Ince contended that the government’s refusal to let the trucks in question be searched was confirmation that Ankara is supplying arms to terrorist groups in Syria. He argued that this put Turkey internationally in the category of states sponsoring terrorism.

“You can take these trucks illegally all the way to Syria. But their journey will not end there. They will carry this government and a lot of public servants to the court in The Hague as war criminals,” Ince added. “But those tried there will not just be individuals, but the Republic of Turkey.”

Such criticism at home, when combined with the belief abroad that Ankara is involved in clandestine activities in Syria, including supplying arms to Islamist groups, has also weakened Turkey’s ability to play a major role in Syria in the lead-up to Geneva II.

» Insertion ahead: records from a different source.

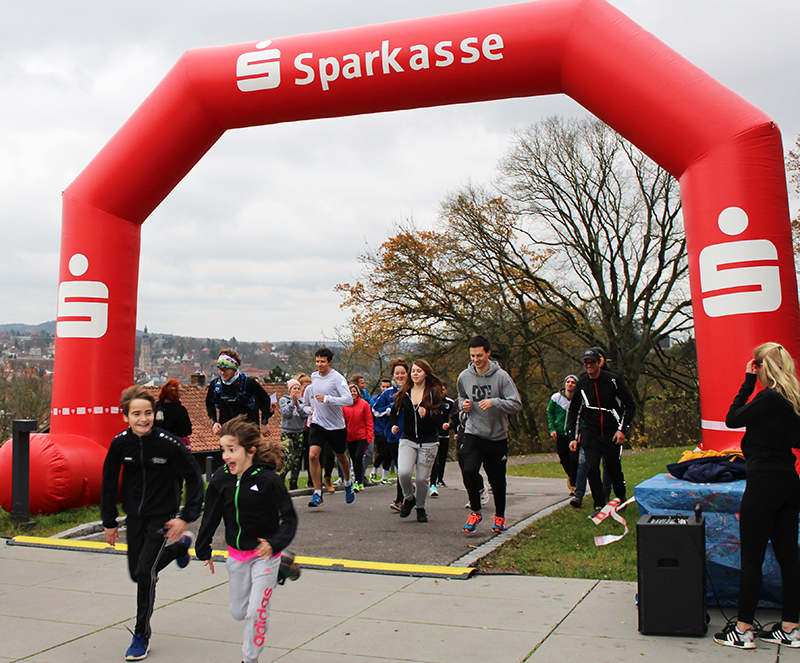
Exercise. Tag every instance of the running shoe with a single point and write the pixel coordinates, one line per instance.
(472, 522)
(140, 645)
(187, 540)
(776, 634)
(407, 507)
(730, 636)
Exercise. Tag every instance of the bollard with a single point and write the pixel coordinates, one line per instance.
(21, 470)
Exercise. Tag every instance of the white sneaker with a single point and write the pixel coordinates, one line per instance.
(730, 637)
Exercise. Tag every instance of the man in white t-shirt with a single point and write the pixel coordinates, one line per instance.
(323, 400)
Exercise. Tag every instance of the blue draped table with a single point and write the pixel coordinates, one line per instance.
(719, 502)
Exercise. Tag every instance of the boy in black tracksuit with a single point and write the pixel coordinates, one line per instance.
(154, 465)
(599, 415)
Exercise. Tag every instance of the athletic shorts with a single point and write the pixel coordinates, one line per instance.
(337, 438)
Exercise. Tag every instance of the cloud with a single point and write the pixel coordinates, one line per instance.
(251, 243)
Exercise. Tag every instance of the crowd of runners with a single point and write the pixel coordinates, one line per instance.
(327, 422)
(406, 427)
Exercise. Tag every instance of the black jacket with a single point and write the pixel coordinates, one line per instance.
(253, 506)
(415, 428)
(773, 428)
(244, 395)
(153, 469)
(604, 406)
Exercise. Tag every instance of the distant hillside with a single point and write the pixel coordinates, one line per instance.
(49, 327)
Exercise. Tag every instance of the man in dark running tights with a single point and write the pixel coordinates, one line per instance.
(487, 395)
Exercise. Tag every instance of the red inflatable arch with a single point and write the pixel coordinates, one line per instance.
(726, 153)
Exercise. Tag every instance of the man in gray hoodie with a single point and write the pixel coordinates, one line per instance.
(488, 395)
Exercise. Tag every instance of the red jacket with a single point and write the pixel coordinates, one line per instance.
(358, 419)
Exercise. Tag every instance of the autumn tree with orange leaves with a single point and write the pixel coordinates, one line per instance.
(579, 243)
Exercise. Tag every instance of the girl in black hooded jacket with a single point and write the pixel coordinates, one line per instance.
(260, 522)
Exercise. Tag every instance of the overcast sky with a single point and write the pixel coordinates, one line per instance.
(304, 199)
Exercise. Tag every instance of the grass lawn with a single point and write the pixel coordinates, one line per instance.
(562, 545)
(47, 525)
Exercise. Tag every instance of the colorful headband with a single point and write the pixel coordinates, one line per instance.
(224, 361)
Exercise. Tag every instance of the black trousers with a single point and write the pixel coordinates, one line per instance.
(596, 447)
(147, 555)
(769, 512)
(568, 459)
(492, 455)
(382, 458)
(437, 473)
(356, 451)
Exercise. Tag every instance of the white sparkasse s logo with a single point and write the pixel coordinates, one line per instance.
(82, 305)
(729, 285)
(260, 69)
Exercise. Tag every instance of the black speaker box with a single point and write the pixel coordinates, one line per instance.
(671, 552)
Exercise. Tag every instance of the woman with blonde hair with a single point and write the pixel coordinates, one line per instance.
(771, 501)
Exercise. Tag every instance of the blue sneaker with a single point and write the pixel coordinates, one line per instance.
(140, 645)
(187, 540)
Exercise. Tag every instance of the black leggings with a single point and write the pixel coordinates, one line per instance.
(568, 459)
(769, 512)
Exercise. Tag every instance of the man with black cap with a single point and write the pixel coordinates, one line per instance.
(599, 416)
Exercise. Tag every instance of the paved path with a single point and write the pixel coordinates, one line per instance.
(59, 606)
(65, 606)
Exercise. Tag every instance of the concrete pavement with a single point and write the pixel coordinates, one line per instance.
(65, 606)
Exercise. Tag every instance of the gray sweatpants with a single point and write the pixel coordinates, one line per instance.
(422, 456)
(252, 584)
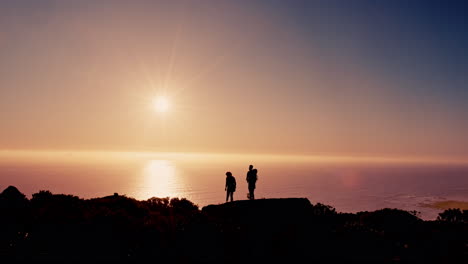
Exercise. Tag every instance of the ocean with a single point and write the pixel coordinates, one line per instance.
(347, 185)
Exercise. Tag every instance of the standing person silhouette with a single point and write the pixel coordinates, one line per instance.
(230, 187)
(251, 180)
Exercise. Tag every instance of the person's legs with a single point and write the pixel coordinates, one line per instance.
(251, 193)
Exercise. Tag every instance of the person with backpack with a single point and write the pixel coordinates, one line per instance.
(230, 187)
(251, 180)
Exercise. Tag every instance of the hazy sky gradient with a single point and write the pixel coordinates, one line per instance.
(275, 77)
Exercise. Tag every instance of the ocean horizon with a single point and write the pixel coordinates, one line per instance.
(348, 184)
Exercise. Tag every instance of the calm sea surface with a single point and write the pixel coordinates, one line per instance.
(347, 186)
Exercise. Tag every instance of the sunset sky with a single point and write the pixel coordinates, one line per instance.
(357, 78)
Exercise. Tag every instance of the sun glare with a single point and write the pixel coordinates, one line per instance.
(161, 104)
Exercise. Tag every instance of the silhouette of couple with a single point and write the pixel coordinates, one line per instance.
(230, 187)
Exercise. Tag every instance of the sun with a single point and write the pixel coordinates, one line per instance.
(161, 104)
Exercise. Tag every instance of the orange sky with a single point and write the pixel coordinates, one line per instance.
(240, 79)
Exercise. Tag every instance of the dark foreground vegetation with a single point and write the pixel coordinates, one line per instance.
(66, 228)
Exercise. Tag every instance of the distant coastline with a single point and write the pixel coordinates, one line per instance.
(444, 205)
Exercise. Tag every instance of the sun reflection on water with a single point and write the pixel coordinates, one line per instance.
(159, 179)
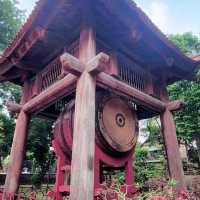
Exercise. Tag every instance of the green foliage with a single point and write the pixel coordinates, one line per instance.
(38, 147)
(187, 119)
(187, 42)
(10, 20)
(145, 170)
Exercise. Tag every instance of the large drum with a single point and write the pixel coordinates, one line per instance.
(116, 126)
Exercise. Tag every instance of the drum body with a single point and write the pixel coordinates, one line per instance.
(116, 126)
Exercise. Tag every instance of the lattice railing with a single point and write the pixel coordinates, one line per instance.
(52, 72)
(131, 73)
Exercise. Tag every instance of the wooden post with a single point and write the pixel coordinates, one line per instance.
(171, 144)
(82, 171)
(17, 150)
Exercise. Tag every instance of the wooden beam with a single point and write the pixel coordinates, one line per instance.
(82, 171)
(172, 150)
(175, 105)
(53, 92)
(13, 107)
(17, 149)
(139, 97)
(98, 64)
(171, 143)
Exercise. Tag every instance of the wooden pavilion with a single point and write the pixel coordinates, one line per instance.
(75, 47)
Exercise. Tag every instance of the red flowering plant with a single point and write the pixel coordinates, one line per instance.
(168, 192)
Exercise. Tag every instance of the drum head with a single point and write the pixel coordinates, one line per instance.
(118, 124)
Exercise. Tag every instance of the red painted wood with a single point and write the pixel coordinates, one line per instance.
(171, 144)
(82, 173)
(17, 150)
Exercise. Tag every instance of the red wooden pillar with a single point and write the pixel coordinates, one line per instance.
(171, 145)
(17, 150)
(82, 169)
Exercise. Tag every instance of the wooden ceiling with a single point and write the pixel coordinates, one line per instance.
(54, 25)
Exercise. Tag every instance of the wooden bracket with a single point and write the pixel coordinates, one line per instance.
(13, 107)
(175, 105)
(71, 64)
(98, 64)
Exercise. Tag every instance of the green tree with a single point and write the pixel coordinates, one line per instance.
(38, 142)
(187, 42)
(10, 20)
(187, 119)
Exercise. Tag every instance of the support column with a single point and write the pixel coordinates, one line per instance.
(82, 171)
(171, 145)
(17, 151)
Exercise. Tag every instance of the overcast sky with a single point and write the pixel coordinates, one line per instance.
(171, 16)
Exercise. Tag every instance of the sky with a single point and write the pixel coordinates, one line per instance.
(171, 16)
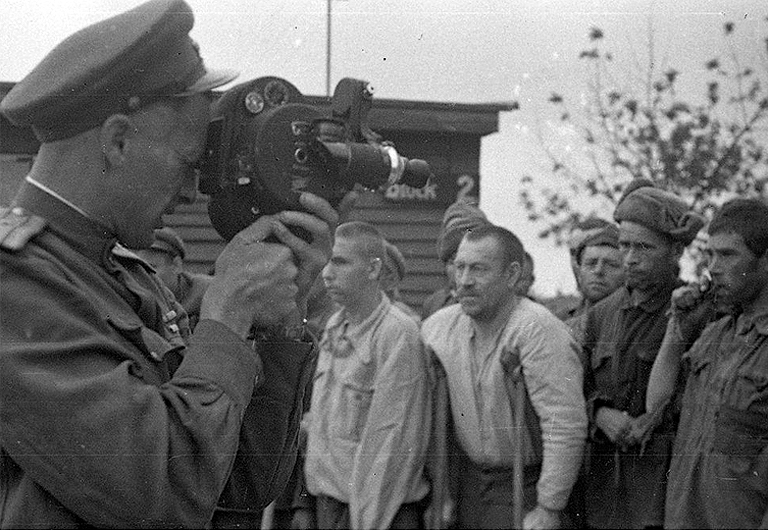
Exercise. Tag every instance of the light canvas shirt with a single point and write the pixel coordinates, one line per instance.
(370, 416)
(482, 408)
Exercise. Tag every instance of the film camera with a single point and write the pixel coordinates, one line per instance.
(266, 145)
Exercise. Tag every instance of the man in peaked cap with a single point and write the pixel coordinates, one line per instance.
(629, 449)
(111, 413)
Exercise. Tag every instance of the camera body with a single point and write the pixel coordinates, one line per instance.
(266, 145)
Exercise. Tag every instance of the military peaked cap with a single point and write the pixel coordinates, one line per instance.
(114, 66)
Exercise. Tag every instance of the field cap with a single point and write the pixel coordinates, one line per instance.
(608, 235)
(114, 66)
(459, 218)
(659, 210)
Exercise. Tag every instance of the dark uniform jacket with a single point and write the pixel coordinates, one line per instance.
(625, 487)
(719, 472)
(109, 417)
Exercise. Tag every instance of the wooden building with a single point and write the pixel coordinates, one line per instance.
(446, 135)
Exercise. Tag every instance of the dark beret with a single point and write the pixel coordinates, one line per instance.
(607, 235)
(114, 66)
(460, 217)
(168, 241)
(661, 211)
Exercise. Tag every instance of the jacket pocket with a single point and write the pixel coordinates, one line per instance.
(353, 411)
(153, 347)
(741, 434)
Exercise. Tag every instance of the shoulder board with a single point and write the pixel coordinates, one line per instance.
(17, 227)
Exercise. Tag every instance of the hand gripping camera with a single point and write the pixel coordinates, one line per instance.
(266, 146)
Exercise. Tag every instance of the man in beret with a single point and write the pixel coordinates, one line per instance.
(460, 217)
(111, 413)
(717, 478)
(167, 255)
(629, 449)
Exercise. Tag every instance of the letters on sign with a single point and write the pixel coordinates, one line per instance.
(442, 190)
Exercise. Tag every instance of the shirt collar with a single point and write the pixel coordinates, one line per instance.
(86, 236)
(654, 301)
(342, 337)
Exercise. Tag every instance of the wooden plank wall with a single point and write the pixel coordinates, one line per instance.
(447, 135)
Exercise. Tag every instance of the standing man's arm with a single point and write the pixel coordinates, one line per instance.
(392, 449)
(553, 377)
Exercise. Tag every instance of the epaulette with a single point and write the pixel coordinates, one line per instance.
(17, 227)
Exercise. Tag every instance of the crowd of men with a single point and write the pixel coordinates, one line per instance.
(136, 395)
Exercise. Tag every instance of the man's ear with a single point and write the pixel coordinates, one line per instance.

The Assad regime and its principal backers in Moscow and Tehran will obviously use the allegations concerning MIT operations to undermine any position taken by Ankara on the Syrian crisis that they oppose. It is equally clear that the incident involving the trucks undermines Ankara’s ability to influence its Western allies on issues pertaining to Syria.

These allies are deeply concerned today with the headway anti-Western and self-avowed anti-democratic jihadist groups are making in parts of Syria, so much so that their intelligence services are reportedly holding secret talks with the Syrian regime.

Much to Ankara’s annoyance, the West appears increasingly to be saying at this stage that “the devil you know in Syria is better than the devil you don’t know.” Given this overall picture, Syria is set to provide more headaches for Erdogan at a time when he is already beleaguered by a corruption scandal at home.